The mobile library's history began with the City of Heidelberg's new bookmobile service launched in October 1954.

In early 2018 the mobile library had a considerable refurbishment, including new graphics on the side and back of the vehicle and change over of staff after the retirement of two long-term employees of YPRL. In January 2019 YPRL took delivery of a 2018 Mercedes-Benz Actros 2646. It has a Euro 6 engine with 460 hp (343 kW), 6 × 4 drive line, a 12-speed automated transmission with a dual axle trailer. The entire vehicle is 19 metres long.
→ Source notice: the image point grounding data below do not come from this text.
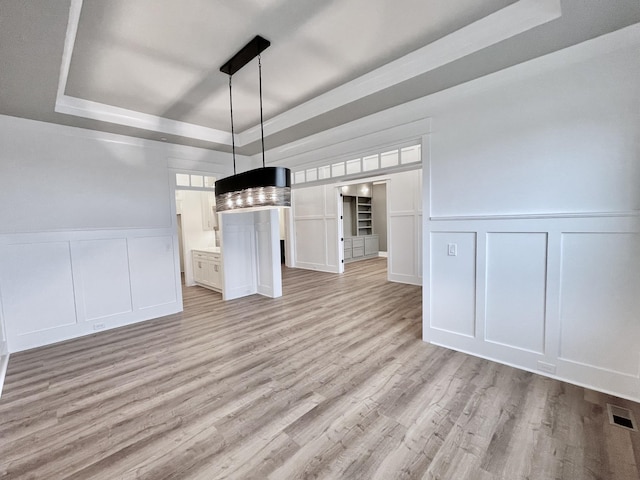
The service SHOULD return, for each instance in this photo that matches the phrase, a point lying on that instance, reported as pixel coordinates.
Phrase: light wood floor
(330, 381)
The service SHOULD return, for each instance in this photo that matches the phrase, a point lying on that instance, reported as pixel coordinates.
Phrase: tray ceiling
(150, 68)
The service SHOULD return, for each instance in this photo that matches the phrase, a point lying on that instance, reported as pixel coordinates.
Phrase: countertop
(207, 250)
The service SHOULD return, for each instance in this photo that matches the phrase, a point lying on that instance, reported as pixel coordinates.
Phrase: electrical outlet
(547, 367)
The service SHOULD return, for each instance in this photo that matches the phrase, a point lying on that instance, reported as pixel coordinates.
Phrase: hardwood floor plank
(329, 381)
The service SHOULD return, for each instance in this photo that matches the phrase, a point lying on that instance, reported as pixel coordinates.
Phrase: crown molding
(512, 20)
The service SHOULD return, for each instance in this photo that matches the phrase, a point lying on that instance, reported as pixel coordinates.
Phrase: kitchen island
(207, 267)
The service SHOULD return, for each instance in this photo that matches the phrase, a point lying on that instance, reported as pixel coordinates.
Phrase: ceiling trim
(426, 108)
(501, 25)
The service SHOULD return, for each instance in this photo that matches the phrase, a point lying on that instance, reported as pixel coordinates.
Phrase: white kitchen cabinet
(207, 269)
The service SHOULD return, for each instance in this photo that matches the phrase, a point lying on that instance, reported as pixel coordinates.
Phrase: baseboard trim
(4, 364)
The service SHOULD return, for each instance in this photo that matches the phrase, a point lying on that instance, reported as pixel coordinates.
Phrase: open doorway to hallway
(364, 221)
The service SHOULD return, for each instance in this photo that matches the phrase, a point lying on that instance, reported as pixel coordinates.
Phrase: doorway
(364, 221)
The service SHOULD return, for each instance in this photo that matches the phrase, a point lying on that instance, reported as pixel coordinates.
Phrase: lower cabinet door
(198, 270)
(216, 277)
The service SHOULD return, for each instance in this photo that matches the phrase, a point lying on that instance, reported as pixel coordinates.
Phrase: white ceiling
(150, 68)
(163, 58)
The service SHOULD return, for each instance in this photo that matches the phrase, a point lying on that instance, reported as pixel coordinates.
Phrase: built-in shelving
(364, 216)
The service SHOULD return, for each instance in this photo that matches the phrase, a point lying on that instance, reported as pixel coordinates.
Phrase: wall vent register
(622, 417)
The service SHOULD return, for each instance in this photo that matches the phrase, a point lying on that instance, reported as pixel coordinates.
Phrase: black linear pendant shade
(265, 187)
(259, 188)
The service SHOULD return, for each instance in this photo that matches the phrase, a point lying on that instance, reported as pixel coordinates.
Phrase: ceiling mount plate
(247, 53)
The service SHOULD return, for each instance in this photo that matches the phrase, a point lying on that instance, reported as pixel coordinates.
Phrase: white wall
(534, 178)
(404, 227)
(87, 230)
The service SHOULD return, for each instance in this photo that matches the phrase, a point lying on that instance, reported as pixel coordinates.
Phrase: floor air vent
(621, 417)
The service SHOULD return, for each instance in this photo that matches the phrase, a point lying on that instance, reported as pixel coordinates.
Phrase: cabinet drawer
(371, 245)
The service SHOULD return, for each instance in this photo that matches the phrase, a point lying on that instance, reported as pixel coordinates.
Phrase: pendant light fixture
(261, 188)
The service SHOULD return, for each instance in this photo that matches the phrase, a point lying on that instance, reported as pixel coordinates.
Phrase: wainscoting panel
(101, 274)
(516, 285)
(559, 296)
(152, 271)
(402, 247)
(37, 287)
(600, 301)
(453, 282)
(316, 225)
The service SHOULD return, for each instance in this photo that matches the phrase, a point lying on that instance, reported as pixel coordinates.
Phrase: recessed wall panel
(311, 239)
(600, 300)
(36, 285)
(453, 282)
(402, 245)
(152, 271)
(516, 290)
(103, 270)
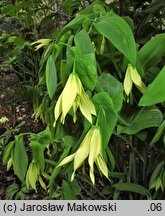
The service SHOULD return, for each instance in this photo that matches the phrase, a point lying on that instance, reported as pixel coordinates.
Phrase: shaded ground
(19, 112)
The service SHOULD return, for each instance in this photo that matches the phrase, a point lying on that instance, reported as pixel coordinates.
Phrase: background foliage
(97, 40)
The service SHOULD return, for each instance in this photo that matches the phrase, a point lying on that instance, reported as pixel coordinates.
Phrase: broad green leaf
(155, 92)
(145, 118)
(68, 192)
(56, 171)
(107, 116)
(83, 42)
(111, 157)
(38, 154)
(160, 131)
(131, 187)
(118, 31)
(85, 67)
(51, 77)
(114, 88)
(153, 51)
(156, 173)
(20, 159)
(7, 152)
(74, 24)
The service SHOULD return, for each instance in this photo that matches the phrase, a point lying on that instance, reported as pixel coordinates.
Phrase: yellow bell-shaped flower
(73, 95)
(131, 77)
(90, 147)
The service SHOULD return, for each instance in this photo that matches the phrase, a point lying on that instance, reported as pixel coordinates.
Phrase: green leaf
(145, 118)
(152, 52)
(107, 116)
(114, 88)
(131, 187)
(118, 31)
(85, 67)
(38, 154)
(160, 131)
(155, 92)
(51, 77)
(57, 170)
(68, 191)
(156, 173)
(7, 152)
(83, 42)
(74, 24)
(20, 159)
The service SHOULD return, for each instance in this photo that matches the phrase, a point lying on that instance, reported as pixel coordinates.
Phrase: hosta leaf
(51, 76)
(153, 51)
(118, 31)
(20, 160)
(131, 187)
(114, 88)
(155, 92)
(145, 118)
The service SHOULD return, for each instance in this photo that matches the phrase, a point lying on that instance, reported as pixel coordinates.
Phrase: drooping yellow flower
(131, 77)
(73, 95)
(90, 147)
(41, 43)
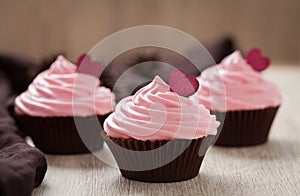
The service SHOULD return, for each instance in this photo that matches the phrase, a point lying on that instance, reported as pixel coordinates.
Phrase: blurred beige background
(38, 28)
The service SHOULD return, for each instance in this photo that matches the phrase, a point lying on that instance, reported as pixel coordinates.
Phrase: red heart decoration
(256, 60)
(87, 66)
(181, 84)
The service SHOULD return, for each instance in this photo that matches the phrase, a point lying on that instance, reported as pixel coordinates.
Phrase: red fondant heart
(256, 60)
(87, 66)
(181, 84)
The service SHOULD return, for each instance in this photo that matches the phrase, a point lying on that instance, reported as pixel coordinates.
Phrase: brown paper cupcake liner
(245, 128)
(59, 135)
(178, 161)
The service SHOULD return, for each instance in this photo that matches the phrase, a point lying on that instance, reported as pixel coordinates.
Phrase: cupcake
(45, 111)
(249, 103)
(157, 135)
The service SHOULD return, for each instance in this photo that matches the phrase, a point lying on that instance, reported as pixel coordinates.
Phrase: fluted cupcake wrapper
(152, 161)
(59, 135)
(245, 128)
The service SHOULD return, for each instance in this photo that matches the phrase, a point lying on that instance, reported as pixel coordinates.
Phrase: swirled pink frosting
(155, 113)
(234, 85)
(57, 90)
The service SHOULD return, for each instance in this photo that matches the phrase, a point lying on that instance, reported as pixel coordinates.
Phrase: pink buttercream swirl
(155, 113)
(54, 93)
(234, 85)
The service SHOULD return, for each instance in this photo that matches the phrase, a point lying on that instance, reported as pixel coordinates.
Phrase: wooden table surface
(269, 169)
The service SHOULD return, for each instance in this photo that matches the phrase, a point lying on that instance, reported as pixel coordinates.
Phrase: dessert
(45, 111)
(157, 135)
(249, 102)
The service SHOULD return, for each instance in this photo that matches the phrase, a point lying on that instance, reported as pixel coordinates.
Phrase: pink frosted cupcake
(158, 136)
(45, 111)
(250, 102)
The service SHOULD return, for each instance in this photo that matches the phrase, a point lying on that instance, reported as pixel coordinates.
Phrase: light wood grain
(270, 169)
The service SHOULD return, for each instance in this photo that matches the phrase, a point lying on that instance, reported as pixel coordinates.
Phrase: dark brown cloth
(22, 167)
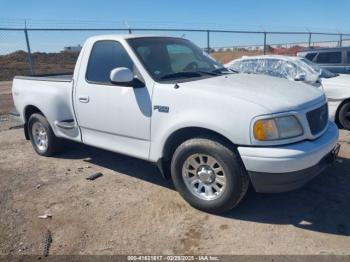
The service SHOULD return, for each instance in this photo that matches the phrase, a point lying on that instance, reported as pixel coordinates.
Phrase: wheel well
(180, 136)
(27, 113)
(338, 109)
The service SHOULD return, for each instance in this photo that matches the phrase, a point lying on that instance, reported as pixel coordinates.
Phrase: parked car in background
(336, 60)
(164, 100)
(335, 86)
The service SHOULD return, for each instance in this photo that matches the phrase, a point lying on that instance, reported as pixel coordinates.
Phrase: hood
(274, 94)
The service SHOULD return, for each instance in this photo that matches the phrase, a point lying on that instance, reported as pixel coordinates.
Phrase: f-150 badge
(161, 109)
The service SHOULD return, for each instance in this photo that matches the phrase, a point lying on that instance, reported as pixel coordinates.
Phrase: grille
(318, 119)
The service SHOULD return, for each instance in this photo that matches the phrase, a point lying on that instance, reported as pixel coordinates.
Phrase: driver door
(111, 116)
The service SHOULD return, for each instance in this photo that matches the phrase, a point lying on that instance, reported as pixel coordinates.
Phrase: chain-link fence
(26, 51)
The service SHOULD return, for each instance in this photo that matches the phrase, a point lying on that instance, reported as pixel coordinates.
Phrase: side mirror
(121, 75)
(300, 77)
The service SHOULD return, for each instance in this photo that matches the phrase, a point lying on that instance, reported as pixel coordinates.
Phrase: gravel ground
(132, 210)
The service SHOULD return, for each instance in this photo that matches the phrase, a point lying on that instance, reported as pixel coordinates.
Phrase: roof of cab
(124, 37)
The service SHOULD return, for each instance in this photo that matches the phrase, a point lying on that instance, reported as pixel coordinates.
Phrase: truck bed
(57, 77)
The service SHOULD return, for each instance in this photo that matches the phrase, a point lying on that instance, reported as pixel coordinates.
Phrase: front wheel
(44, 141)
(209, 175)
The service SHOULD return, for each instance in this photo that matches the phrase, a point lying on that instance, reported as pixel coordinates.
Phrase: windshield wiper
(223, 70)
(181, 74)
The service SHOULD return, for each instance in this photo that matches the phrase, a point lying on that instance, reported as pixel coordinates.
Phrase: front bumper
(284, 168)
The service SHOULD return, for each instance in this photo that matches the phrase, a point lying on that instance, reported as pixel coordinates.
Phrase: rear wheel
(209, 175)
(344, 116)
(44, 141)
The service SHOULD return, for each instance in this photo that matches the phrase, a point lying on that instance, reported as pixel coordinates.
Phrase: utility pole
(31, 63)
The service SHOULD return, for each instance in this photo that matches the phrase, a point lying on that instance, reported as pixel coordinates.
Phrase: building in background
(72, 49)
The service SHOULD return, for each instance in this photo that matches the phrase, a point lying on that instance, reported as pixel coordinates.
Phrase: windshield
(174, 58)
(324, 73)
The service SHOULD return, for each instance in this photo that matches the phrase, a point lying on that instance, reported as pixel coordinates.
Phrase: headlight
(277, 128)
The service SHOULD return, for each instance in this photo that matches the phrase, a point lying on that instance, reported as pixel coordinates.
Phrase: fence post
(310, 40)
(340, 40)
(29, 52)
(208, 41)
The trailer was especially made and extends sideways to nearly the double floor space inside.

=== Outreach Service ===
A home library service continues to operates for people unable to attend the library in person. YPRL introduced a new Mercedes Benz Sprinter Outreach vehicle in August 2024 which visits visits nursing homes, retirement villages and assisted living accommodation facilities.

== Pop-Ups ==

=== Bellfield Community Hub Click & Collect Service ===
The service is located at 15 Daphne Cres., Bellfield.

=== Galada Community Centre Hub Click and Collect ===
A pop-up click and collect service was established at the City of Whitltesea's Galada Community Centre in Epping in the first quarter of 2022.

=== Hurstbridge Community Hub Click & Collect Service ===
In September 2020, YPRL's first library hub was established in the foyer of the Hurstbridge Community Hub in partnership with Nillumbik Shire Council. In 2026, the opening hours for access to the service expanded and StoryTime and TechHelp sessions were introduced.

=== Kirrip Hub Click & Collect Service ===
The service is located at 135 De Rossi Boulevard, Wollert and opened in late 2024.